The study disclosed a higher rate of in-hospital complications in elderly patients in terms of acute heart failure and stroke. Interestingly, life-threatening arrhythmias were reported more in the younger group, while AF and multifocal PVC occurred more in the older counterparts; these results were supported by prior researchers [40] as higher rate of arrhythmias, HF, cardiogenic shock and death were recorded in older patients, while other researchers reported higher HF, recurrent MI and life-threatening arrhythmias in younger patients in the time that AF, cardiogenic shock and stroke recorded more in the older group; however, these changes did not reach statistical significance [41]. The current study showed no significant difference in average duration of hospitalization according to age categories nor duration of hospitalization between the two age groups according to the GRACE risk class; results are consistent with prior researchers [42] and contradicted others [43]. The ESC guideline recommended discharging patients with NSTE-ACS within 48–72 h for patients at low risk class [44], while the current study revealed that the highest rate of patients among all GRACE risk classes in the younger group and low GRACE risk class in the older age were hospitalized for 4–7 days, while high-GRACE risk patients of the older age group were more likely to be hospitalized for ≤ 3 days; this short period in high-GRACE risk elderly might be due to more use of invasive strategy in them compared to high-GRACE risk younger counterparts. Despite prior studies, observed variables like lower comorbidities, higher use of ACEI/ARBs, lower use of loop diuretics and MRA, and higher left ventricular EF in those with shorter duration of hospitalization [42, 43], such factors were significantly different between the two age groups in our study, yet it seems that they did not signify duration of hospitalization, hence no significant difference between the two age categories. Earlier discharge of NSTE-ACS patients particularly those of low- and intermediate-GRACE risk classes is crucial considering issues like cost-effectiveness, patients’ satisfaction, prevention of bed blocking especially in PCI-capable centres, where work flow can be affected remarkably by limited bed capacity which can impact other patients’ cardiovascular care and outcomes.
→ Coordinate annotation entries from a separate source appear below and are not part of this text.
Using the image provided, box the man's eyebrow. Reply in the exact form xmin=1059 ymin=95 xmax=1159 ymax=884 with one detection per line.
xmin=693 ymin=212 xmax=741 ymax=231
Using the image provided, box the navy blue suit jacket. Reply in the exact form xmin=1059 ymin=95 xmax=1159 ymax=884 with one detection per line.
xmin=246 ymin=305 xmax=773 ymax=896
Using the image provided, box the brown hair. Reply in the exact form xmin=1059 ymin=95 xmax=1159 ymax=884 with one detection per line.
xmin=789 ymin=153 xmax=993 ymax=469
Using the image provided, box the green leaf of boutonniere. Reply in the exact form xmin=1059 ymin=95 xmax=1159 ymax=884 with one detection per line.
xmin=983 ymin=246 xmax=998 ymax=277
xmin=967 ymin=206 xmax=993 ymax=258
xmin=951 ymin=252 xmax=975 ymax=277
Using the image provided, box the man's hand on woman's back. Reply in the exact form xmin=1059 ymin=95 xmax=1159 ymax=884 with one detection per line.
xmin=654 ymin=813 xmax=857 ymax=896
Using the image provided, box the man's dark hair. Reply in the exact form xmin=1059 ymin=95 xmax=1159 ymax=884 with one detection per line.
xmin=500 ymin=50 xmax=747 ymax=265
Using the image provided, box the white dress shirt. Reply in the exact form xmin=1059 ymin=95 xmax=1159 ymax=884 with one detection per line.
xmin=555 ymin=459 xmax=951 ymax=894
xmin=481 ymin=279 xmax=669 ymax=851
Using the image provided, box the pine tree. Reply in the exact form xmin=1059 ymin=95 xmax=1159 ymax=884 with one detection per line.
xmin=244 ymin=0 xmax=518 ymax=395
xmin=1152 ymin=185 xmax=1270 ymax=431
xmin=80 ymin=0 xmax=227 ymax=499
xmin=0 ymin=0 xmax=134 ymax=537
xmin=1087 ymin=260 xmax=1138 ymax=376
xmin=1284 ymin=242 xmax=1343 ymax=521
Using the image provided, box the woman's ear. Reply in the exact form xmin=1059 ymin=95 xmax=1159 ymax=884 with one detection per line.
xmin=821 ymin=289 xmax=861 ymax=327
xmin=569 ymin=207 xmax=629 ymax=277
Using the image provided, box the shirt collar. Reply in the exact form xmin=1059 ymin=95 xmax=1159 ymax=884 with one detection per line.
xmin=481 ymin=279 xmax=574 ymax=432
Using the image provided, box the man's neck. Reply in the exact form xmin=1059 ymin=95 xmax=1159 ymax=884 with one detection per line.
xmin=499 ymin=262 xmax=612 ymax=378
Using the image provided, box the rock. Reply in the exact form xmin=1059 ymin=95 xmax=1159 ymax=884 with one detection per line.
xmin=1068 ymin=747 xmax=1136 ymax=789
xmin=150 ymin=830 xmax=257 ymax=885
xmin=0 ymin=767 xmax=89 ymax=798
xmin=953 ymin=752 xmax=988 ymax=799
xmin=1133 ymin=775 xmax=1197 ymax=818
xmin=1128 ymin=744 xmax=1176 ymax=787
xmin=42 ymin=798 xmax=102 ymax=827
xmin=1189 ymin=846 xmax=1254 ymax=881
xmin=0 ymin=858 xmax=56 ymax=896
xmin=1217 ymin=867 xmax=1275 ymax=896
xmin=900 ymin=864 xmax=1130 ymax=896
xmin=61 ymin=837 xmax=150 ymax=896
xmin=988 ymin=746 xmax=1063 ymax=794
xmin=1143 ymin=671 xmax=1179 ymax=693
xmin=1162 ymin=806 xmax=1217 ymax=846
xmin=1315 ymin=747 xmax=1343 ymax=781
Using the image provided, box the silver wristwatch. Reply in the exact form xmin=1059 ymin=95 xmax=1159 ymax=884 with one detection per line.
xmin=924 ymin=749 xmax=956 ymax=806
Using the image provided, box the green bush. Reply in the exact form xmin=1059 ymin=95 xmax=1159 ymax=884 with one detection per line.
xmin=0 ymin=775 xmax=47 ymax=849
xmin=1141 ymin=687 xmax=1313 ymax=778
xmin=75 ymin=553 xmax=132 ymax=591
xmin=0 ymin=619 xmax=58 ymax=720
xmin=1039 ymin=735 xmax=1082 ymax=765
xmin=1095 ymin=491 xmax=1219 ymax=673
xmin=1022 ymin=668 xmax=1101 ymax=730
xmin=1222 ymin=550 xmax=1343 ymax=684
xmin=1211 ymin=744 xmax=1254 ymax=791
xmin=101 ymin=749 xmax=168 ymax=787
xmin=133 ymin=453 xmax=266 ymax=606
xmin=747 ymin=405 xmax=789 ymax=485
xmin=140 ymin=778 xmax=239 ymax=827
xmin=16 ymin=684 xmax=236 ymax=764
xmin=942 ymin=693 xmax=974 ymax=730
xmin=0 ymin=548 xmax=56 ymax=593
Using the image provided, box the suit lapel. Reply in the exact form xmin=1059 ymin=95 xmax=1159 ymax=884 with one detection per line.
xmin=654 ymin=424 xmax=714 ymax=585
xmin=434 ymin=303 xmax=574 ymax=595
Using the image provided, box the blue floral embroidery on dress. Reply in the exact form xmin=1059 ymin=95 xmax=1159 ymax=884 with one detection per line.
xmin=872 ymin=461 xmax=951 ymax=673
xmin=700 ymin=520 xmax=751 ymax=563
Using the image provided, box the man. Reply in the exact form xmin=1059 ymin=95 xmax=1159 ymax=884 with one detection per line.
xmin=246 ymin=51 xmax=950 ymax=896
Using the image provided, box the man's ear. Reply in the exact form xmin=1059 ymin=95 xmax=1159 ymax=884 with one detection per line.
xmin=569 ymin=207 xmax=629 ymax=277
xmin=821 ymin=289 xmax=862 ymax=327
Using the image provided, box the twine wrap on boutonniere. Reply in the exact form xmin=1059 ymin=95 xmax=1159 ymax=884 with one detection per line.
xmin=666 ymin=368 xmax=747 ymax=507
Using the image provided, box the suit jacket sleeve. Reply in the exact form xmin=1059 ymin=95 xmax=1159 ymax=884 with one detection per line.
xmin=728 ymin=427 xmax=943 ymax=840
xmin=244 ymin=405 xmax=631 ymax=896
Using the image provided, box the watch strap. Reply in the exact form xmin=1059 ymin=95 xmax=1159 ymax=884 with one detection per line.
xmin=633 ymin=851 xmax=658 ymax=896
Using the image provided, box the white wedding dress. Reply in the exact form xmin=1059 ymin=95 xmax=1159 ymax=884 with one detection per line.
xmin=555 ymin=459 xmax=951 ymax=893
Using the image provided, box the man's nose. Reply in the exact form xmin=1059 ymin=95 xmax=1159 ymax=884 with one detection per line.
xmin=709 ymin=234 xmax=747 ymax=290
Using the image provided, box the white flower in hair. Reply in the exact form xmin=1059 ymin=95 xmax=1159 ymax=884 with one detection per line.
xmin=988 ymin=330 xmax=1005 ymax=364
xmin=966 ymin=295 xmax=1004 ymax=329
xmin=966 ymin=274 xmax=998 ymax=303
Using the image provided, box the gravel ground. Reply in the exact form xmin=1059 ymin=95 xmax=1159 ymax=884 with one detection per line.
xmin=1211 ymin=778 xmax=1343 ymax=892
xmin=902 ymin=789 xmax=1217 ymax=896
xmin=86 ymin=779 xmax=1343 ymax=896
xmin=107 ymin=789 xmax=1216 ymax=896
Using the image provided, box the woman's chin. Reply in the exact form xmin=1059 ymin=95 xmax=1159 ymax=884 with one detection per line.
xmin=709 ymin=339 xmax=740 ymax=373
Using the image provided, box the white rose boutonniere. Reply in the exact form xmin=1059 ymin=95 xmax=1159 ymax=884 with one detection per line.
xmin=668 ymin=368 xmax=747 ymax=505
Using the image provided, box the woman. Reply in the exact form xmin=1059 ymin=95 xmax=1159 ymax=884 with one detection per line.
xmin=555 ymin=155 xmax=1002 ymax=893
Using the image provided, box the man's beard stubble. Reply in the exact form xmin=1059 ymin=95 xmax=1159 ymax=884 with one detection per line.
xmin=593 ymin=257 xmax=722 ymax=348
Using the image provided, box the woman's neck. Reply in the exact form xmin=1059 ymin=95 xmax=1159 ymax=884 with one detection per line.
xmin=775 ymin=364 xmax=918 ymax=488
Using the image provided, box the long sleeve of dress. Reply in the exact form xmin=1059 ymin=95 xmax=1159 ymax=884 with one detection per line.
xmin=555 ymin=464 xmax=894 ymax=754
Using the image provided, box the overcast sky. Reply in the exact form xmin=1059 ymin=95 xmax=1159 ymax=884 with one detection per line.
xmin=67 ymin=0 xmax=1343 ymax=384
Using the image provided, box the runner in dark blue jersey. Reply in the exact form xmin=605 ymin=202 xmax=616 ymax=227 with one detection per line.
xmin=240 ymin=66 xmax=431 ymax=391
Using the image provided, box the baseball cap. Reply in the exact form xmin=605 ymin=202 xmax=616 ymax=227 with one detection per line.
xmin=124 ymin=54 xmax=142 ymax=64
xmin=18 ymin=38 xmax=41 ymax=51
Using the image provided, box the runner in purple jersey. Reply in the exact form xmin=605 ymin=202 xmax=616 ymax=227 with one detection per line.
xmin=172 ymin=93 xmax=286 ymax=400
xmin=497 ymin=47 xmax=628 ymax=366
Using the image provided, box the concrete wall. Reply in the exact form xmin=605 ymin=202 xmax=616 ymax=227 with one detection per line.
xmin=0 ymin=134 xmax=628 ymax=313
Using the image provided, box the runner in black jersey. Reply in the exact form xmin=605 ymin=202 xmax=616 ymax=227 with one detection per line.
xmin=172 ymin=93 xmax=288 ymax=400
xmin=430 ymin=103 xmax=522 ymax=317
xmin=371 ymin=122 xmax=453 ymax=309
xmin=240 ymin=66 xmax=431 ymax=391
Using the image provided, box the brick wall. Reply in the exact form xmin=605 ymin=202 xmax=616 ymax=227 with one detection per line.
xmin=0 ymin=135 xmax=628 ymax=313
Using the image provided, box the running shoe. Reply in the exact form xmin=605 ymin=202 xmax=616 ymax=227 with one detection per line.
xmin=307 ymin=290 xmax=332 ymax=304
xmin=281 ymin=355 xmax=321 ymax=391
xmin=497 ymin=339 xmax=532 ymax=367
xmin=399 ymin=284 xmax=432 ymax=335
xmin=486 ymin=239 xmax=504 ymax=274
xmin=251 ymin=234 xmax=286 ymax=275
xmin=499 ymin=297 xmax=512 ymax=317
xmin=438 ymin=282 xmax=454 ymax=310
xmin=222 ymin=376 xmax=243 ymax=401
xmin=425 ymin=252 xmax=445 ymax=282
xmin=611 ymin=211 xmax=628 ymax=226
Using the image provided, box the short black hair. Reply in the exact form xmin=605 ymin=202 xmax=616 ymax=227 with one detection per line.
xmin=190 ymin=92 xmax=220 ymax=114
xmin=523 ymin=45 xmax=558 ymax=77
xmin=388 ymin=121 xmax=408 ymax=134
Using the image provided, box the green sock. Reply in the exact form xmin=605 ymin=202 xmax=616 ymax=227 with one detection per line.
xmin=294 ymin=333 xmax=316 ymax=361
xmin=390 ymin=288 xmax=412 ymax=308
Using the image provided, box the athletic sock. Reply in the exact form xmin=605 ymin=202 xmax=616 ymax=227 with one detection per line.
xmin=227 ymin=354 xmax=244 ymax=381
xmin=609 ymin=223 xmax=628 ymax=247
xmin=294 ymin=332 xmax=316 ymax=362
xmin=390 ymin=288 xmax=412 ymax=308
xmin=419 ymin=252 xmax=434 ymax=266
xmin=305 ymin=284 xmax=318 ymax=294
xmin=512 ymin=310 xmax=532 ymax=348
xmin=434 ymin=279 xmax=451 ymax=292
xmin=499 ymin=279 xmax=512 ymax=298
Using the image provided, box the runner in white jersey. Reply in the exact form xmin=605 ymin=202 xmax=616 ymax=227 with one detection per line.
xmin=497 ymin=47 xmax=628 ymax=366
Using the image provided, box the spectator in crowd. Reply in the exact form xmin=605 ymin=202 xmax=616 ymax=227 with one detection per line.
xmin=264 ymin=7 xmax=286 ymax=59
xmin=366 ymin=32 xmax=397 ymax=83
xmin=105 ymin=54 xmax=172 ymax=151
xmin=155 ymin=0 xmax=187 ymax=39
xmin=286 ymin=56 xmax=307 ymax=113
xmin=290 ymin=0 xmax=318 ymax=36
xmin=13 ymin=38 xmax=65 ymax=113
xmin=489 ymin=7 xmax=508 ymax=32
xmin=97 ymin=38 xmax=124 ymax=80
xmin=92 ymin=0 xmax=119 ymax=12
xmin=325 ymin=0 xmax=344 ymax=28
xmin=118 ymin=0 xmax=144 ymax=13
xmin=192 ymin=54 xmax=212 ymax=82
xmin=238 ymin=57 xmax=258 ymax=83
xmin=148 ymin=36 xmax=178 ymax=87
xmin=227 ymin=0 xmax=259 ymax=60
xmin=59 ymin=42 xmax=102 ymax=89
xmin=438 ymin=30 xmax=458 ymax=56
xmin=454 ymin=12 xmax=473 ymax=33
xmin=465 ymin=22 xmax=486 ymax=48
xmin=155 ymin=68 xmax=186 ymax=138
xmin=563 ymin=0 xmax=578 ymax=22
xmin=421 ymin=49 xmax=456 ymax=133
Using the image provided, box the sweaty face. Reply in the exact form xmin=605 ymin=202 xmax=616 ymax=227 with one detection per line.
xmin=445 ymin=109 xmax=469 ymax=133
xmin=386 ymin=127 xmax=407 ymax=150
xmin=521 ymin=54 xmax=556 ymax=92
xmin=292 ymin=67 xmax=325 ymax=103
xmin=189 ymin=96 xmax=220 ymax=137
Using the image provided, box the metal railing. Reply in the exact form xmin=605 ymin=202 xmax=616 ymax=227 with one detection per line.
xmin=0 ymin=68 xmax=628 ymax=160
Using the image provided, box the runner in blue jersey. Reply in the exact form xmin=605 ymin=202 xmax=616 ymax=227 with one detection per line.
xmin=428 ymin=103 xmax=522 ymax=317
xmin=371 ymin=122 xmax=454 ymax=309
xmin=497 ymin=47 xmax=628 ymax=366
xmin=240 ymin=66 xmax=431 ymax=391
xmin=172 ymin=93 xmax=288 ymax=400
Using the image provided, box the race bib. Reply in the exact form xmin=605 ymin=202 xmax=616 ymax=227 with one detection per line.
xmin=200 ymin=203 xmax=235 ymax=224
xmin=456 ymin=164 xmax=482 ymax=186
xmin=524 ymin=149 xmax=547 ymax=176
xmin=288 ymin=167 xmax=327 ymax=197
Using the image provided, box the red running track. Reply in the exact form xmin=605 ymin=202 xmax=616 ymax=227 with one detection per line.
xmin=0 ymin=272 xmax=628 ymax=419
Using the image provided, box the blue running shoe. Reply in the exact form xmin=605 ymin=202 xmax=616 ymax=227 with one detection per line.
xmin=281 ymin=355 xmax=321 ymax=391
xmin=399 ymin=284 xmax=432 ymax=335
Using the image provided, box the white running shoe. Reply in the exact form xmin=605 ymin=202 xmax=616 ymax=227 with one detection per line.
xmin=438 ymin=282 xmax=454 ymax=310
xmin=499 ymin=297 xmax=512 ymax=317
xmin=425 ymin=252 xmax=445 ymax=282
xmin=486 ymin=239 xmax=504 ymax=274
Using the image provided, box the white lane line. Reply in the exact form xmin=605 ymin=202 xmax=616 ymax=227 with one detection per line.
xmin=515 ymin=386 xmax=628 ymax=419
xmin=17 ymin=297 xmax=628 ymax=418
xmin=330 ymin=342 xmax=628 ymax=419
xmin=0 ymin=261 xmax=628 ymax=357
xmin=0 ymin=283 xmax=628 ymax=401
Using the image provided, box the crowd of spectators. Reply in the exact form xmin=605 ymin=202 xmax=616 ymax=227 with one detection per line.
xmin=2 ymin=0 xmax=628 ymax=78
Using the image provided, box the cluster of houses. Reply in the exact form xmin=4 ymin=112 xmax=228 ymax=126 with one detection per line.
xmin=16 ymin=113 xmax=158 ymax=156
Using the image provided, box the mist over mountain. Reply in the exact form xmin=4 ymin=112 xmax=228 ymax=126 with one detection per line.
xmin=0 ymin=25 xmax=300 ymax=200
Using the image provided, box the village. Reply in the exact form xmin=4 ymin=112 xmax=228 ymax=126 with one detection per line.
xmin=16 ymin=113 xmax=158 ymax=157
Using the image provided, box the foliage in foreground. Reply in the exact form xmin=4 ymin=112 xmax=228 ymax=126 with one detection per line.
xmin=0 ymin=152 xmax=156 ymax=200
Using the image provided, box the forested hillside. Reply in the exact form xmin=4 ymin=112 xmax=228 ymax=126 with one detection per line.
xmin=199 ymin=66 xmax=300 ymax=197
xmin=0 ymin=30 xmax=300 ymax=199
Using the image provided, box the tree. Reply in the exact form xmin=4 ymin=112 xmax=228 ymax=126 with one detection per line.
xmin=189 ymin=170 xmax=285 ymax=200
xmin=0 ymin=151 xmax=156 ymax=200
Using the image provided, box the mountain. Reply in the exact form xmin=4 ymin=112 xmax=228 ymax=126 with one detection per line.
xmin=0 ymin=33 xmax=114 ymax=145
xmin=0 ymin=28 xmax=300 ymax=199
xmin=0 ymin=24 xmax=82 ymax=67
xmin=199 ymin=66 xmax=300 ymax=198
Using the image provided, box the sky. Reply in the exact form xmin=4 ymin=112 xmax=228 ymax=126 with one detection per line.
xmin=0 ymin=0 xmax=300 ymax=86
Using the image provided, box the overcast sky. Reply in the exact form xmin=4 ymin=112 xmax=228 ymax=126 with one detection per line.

This study provides insight to age differences in the current practice of managing NSTE-ACS which could be due to multiple comorbidities, higher GRACE risk class at presentation and anticipating complications; however, these differences can be overcome by proper risk stratification, adherence to international guidelines in addition to trying to minimize complications like prescribing PPI and using radial approach to decrease bleeding risk as well as GFR estimation and proper assessment of contrast nephropathy risk to minimize it by rehydration and limiting contrast amount. Thus, chronological age alone will not deprive the patient from being managed as indicated because precise risk–benefit assessment will be implemented.

Study limitations are as follows: a larger study population is needed to further validate the statistical results; small sample size was mainly due to absent electronic data base in our healthcare facilities and limited research collaborators. Prognostic impact of using invasive strategy and timing of intervention to achieve most benefit was not assessed in the current study despite being controversial in literature.

Conclusions

Despite elderly patients with NSTE-ACS presented at higher GRACE risk class and despite the robust guidelines’ recommendations, there is an age gap in managing this population in the form of underutilization of invasive strategy depriving them from its prognostic benefit; however, age was not a predictor of invasive strategy underuse on multivariate analysis which suggested that other factors like developing acute heart failure or presence of AF or having lower haemoglobin levels may play a role in determining management strategy. Considering the substantial increase in geriatric population in different societies, it is crucial to bridge the age gap in healthcare system in the setting of ACS management by grasping the attention of decision makers and emphasizing on the adherence of healthcare providers to the guidelines to improve cardiovascular care and outcomes.